Dados do Atlas Mundial da Obesidade 2025 apontam que aproximadamente 31% dos brasileiros vivem com obesidade e 68% têm excesso de peso. A projeção é de que esses números aumentem nos próximos anos, com estimativas indicando que, até 2030, 41% dos adultos do nosso país estarão com obesidade. Além disso, de acordo com o Boletim Epidemiológico do Ministério da Saúde (MS), o número de mortes atribuídas à obesidade no Brasil cresceu 75,3% em 14 anos, totalizando 45.310 óbitos entre 2010 e 2024.

Esse cenário nacional também se reflete em Sergipe. No estado, o MS alerta que 8,26% dos adolescentes acompanhados pelo SUS apresentam obesidade, enquanto 17,78% têm sobrepeso. Na capital Aracaju, a pasta revelou, por meio de pesquisa divulgada pela Vigitel em 2024, que cerca de 25% dos adultos estão obesos e 62,9% apresentam excesso de peso — índices que contribuem diretamente para o avanço das doenças crônicas não transmissíveis.

No entanto, a busca por um corpo magro muitas vezes ignora o mais importante: a saúde. A nutricionista Márcia Cândido, especialista do Hospital Universitário de Aracaju (HU-UFS/Ebserh), destaca que a obesidade no Brasil não é um problema isolado, mas o reflexo de um fenômeno chamado Transição Nutricional. “Saímos de uma realidade de fome e insegurança alimentar para um consumo maior de alimentos ultraprocessados, ricos em gordura, açúcar e pobres em fibras”, explica.

Essa mudança de padrão alimentar, aliada ao sedentarismo, trouxe como resultado o aumento dos casos de obesidade e de doenças crônicas. “Mas não podemos responsabilizar apenas o indivíduo. A obesidade é uma condição multifatorial: histórica, social, econômica, cultural e biológica. Precisamos de políticas públicas que combatam também o papel da indústria de alimentos, que vende produtos ultraprocessados disfarçados de saudáveis”, pontua.


O perigo das dietas da moda e o efeito sanfona


As redes sociais, embora democratizem o acesso à informação, têm impulsionado a adesão a dietas restritivas, generalistas e pouco seguras. Márcia Cândido faz um alerta contundente: “As dietas ‘da moda’ impactam diretamente no comportamento das pessoas, que acreditam no potencial milagroso da rápida perda de peso, sem perceberem os riscos à saúde”.


Segundo ela, esse tipo de prática, difundida por influenciadores e até por alguns profissionais sem formação em Nutrição, promove um emagrecimento baseado em restrição de calorias e nutrientes. Isso, além de gerar mal-estar — como apatia, fraqueza, insônia e dores de cabeça —, pode desencadear problemas mais sérios, como desequilíbrio eletrolítico (afeta funções vitais, como os batimentos cardíacos, o funcionamento dos músculos e dos nervos, podendo causar arritmias, cãibras e até risco de morte) e acidose láctica (acúmulo de ácido lático no sangue, podendo levar a náuseas, dores, fraqueza intensa, confusão mental e, em casos severos, falência de órgãos).

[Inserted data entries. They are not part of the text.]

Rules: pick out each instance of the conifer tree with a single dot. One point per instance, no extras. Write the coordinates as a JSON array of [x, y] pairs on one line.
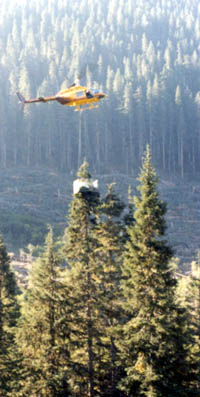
[[110, 237], [155, 346], [9, 313], [79, 248], [43, 328]]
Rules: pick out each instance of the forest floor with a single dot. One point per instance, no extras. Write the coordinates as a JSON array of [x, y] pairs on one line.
[[31, 199]]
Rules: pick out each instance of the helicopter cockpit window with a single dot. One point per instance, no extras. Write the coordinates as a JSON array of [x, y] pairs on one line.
[[80, 94]]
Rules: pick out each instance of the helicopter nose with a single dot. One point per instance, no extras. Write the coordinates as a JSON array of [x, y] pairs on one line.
[[101, 96]]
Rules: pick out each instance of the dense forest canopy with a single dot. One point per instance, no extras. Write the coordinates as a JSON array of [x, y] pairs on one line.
[[144, 55]]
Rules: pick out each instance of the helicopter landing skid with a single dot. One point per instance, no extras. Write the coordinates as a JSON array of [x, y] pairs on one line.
[[86, 108]]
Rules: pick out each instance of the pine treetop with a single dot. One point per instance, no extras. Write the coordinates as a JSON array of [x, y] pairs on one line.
[[83, 171]]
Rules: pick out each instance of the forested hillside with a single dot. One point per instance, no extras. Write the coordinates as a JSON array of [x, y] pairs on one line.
[[144, 55]]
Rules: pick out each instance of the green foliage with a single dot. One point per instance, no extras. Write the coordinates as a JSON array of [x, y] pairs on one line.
[[9, 312], [141, 57], [155, 345], [43, 327]]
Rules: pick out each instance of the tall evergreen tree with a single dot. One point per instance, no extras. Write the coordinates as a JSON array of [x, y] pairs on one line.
[[155, 347], [43, 329], [79, 248], [9, 313], [110, 237]]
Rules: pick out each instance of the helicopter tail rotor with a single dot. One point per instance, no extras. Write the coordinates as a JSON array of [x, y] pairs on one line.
[[21, 99]]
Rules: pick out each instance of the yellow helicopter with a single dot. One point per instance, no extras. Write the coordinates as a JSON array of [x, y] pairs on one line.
[[74, 95]]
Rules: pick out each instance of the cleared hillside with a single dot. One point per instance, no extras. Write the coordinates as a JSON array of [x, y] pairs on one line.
[[30, 199]]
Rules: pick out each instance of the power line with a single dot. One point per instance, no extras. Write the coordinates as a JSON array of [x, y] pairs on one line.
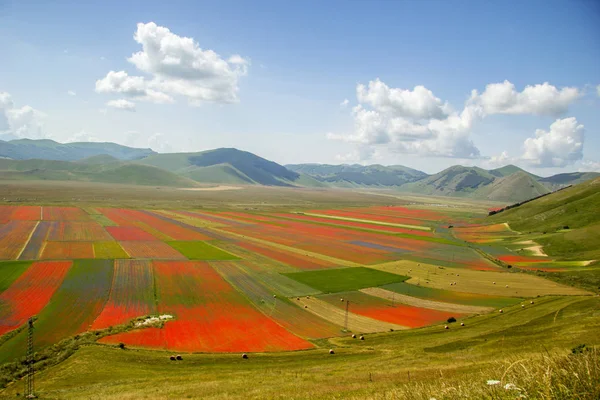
[[29, 382]]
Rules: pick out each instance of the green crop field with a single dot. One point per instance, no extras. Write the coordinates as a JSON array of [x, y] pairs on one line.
[[10, 271], [260, 255], [201, 251], [345, 279]]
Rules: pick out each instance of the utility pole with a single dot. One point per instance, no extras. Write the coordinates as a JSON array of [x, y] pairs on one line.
[[29, 383], [346, 322]]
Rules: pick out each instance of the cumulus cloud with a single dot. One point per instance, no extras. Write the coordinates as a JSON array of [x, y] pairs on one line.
[[415, 121], [135, 87], [83, 136], [121, 104], [159, 143], [176, 66], [560, 146], [22, 122], [419, 103], [407, 121], [541, 99], [589, 166]]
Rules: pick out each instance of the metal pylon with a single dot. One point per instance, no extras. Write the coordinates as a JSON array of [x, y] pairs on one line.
[[346, 321], [29, 383]]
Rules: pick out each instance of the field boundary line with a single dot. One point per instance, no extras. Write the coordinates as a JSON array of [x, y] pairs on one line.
[[292, 249], [431, 304], [28, 240], [368, 221], [356, 322]]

O famoso “efeito sanfona”, associado a essas práticas, é explicado pela nutricionista como um processo fisiológico. “O metabolismo basal diminui durante uma dieta muito restritiva. Após a dieta, o corpo continua funcionando com esse metabolismo mais lento, facilitando o reganho de peso, mesmo comendo menos do que antes”, esclarece. Esse ciclo, que envolve perda e recuperação do peso diversas vezes, é potencializado por fatores genéticos e hábitos não sustentáveis.


Canetas emagrecedoras: a busca pela solução mágica

Recentemente incorporadas ao SUS, as chamadas “canetas emagrecedoras” despertaram grande interesse no público atendido pelo Hospital Universitário. A nutricionista relata que é comum pacientes chegarem ao ambulatório já buscando essa solução farmacológica, influenciados pelo apelo midiático e pela pressão social.

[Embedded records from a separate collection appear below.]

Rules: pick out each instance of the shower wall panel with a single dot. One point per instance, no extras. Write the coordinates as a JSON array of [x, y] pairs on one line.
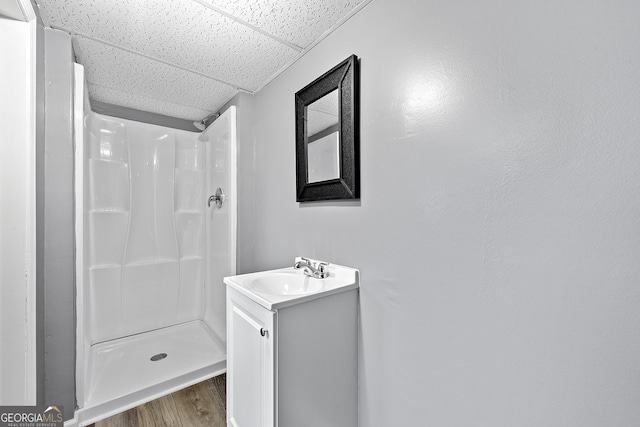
[[145, 227]]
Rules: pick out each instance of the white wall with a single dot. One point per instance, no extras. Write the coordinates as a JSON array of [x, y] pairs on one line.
[[498, 233], [17, 214]]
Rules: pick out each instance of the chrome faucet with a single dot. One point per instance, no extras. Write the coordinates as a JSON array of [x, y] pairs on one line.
[[316, 270]]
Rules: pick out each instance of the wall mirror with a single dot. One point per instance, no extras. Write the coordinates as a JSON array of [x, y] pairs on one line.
[[328, 134]]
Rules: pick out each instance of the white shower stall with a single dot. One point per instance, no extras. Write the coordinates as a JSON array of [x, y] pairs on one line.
[[151, 255]]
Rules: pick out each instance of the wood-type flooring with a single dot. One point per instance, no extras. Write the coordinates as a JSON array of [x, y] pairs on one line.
[[202, 404]]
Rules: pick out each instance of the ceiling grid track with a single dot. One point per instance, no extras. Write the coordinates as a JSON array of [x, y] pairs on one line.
[[144, 55], [180, 58], [253, 27]]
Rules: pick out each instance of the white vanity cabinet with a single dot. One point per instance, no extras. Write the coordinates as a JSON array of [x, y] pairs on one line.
[[250, 363], [293, 364]]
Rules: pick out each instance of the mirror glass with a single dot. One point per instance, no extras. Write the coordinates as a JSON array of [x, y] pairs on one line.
[[323, 138], [327, 119]]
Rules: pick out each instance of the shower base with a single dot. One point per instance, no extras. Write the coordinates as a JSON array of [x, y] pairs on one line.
[[123, 375]]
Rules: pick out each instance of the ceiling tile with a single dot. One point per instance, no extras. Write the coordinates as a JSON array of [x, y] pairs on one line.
[[298, 22], [125, 99], [110, 67], [176, 31]]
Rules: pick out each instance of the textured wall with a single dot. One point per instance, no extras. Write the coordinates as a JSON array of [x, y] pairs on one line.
[[498, 232], [59, 326], [17, 228]]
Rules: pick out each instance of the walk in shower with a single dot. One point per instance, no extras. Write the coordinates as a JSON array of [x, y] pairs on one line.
[[151, 257]]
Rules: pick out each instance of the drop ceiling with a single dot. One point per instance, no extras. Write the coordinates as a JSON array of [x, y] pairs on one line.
[[187, 58]]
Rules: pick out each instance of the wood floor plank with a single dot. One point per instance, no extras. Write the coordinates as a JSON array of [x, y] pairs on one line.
[[202, 404], [197, 407], [159, 412]]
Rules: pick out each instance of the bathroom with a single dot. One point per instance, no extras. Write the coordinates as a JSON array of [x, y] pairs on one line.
[[496, 233]]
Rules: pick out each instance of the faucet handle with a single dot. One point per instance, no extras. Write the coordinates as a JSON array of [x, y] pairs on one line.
[[322, 269], [298, 260]]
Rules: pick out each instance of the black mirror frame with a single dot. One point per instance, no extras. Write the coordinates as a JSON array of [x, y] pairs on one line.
[[346, 78]]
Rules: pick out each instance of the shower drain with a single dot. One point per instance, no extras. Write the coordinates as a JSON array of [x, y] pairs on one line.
[[158, 356]]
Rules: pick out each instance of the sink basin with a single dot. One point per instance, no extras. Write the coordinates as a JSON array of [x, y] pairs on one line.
[[286, 283], [283, 287]]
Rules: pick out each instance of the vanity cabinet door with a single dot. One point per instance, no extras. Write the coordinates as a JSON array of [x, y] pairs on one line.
[[250, 363]]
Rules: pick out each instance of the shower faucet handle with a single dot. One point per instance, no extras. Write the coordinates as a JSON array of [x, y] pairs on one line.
[[219, 198]]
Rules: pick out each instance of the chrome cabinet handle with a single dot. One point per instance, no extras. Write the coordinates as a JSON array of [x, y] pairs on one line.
[[218, 198]]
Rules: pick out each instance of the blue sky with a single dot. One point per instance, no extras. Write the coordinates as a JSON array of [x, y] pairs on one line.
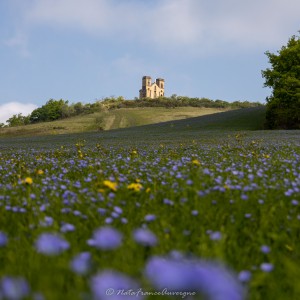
[[83, 50]]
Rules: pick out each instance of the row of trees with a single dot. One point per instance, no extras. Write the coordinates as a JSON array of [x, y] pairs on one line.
[[61, 109], [283, 77]]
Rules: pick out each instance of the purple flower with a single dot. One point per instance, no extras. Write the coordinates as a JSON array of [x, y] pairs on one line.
[[118, 210], [112, 285], [51, 244], [67, 227], [266, 267], [265, 249], [145, 237], [208, 278], [3, 239], [106, 238], [14, 288], [244, 276], [295, 202], [150, 218], [81, 263], [215, 236]]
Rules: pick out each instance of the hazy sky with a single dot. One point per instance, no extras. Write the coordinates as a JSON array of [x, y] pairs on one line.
[[83, 50]]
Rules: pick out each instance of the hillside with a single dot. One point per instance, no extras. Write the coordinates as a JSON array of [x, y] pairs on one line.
[[109, 119], [209, 128]]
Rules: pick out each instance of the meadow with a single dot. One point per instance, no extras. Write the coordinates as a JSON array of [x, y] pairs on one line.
[[202, 208]]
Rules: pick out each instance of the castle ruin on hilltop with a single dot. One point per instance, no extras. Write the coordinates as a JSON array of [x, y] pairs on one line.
[[152, 90]]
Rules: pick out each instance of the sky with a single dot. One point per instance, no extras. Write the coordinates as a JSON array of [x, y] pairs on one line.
[[86, 50]]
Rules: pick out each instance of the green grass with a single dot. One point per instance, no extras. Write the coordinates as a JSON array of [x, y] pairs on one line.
[[107, 120], [243, 182]]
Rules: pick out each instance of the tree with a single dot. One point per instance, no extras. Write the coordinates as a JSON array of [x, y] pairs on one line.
[[18, 120], [283, 106], [52, 110]]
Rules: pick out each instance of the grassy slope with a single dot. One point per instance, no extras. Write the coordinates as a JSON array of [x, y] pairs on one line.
[[207, 128], [114, 119]]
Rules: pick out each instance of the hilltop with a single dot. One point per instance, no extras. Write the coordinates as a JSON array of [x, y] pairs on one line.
[[135, 126]]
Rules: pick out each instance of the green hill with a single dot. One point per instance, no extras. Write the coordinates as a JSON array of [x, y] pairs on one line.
[[109, 119], [209, 128]]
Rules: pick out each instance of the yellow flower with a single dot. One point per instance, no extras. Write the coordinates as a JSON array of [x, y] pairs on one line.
[[135, 186], [110, 184], [196, 162], [28, 180]]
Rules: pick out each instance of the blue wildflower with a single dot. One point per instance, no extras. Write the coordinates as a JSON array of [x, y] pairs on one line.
[[14, 288], [145, 237], [3, 239], [81, 263], [267, 267], [51, 244], [215, 235], [150, 218], [265, 249], [106, 238], [244, 276]]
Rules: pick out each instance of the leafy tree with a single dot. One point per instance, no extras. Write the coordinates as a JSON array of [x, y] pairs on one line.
[[18, 120], [52, 110], [283, 106]]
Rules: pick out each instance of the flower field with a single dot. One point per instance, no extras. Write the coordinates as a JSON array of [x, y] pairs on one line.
[[197, 219]]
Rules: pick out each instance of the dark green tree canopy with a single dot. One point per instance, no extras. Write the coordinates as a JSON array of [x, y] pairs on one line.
[[283, 106]]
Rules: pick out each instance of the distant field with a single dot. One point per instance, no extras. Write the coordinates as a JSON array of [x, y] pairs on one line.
[[207, 205], [113, 119]]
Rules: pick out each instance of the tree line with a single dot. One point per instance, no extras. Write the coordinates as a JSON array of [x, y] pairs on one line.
[[61, 109], [283, 77]]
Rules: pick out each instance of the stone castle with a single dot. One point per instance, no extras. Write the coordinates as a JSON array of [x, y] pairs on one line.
[[152, 90]]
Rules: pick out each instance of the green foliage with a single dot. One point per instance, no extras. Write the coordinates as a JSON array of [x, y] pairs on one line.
[[241, 187], [17, 120], [283, 106], [60, 109], [52, 110]]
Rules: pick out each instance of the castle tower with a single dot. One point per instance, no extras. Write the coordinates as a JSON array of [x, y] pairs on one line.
[[145, 92], [152, 90]]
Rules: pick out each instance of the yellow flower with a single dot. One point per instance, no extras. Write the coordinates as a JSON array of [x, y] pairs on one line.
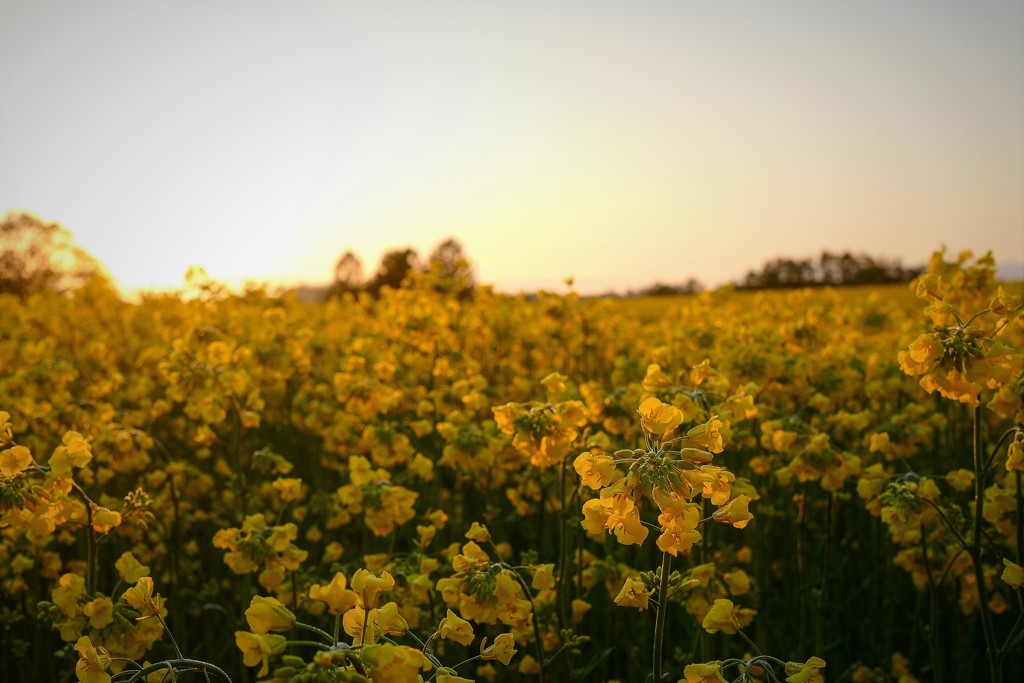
[[737, 582], [6, 429], [1013, 573], [657, 418], [502, 649], [633, 594], [580, 607], [1015, 454], [14, 460], [268, 614], [455, 628], [543, 577], [394, 664], [92, 663], [389, 622], [130, 568], [99, 611], [961, 479], [720, 617], [734, 513], [140, 597], [704, 673], [478, 532], [805, 673], [258, 647], [360, 626], [595, 469], [289, 489], [73, 452], [371, 587], [338, 598], [70, 590]]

Entretanto, ela faz um alerta importante: “Os próprios estudos na área da obesidade já reconhecem que essas intervenções, como medicamentos e até cirurgia bariátrica, têm baixa efetividade na redução da obesidade populacional. Elas não resolvem a epidemia de obesidade porque não atuam sobre o contexto social, que é determinante”. Pela perspectiva da nutrição, a mudança de comportamento, aliada à educação alimentar e ao suporte multiprofissional, continua sendo o caminho mais sustentável.

Cândido reforça que cuidar da saúde alimentar não precisa ser caro. Ela lembra, por exemplo, que o custo de uma refeição com pães e embutidos pode ser equivalente ao preço de dois quilos de batata-doce - uma escolha mais saudável e acessível. “O Guia Alimentar da População Brasileira é uma ferramenta fundamental, baseada em alimentos naturais, que serve como norte para uma alimentação equilibrada e de baixo custo”, indica.



Atendimento personalizado e multidisciplinar no HU-UFS

No Hospital Universitário de Aracaju, o cuidado com o paciente vai além da prescrição de uma dieta. “Todo o atendimento é personalizado. Realizamos uma avaliação completa, que envolve aspectos sociais, econômicos, históricos e de estilo de vida. A partir disso, desenvolvemos um plano alimentar adaptado à realidade de cada paciente”, afirma Márcia.

O trabalho é integrado com profissionais de diversas áreas da saúde e toda a comunicação é feita por meio do sistema informatizado de prontuário eletrônico, facilitando o acompanhamento e o resgate de todo o histórico de saúde dos pacientes. A nutricionista também relembra um projeto pioneiro desenvolvido no HU-UFS para acompanhamento de funcionários com excesso de peso, que contou com nutricionista, profissional de educação física e psicóloga. “Obtivemos resultados duradouros e muito positivos”, comemora.


Educação, pesquisa e inovação: a missão do Hospital Universitário

Como hospital universitário, o HU-UFS tem na educação uma de suas principais missões. “Buscamos integrar teoria e prática de forma constante. Recebemos residentes, alunos de graduação, mestrandos e doutorandos, que desenvolvem pesquisas que têm impacto direto na assistência prestada”, explica.

Os frutos desse trabalho são expressivos: quatro patentes de softwares para assistência nutricional e publicações em revistas científicas de renome, como a Nature. “Isso mostra como a ciência e o atendimento à população podem caminhar juntos para promover saúde, bem-estar e inovação”, finaliza Márcia.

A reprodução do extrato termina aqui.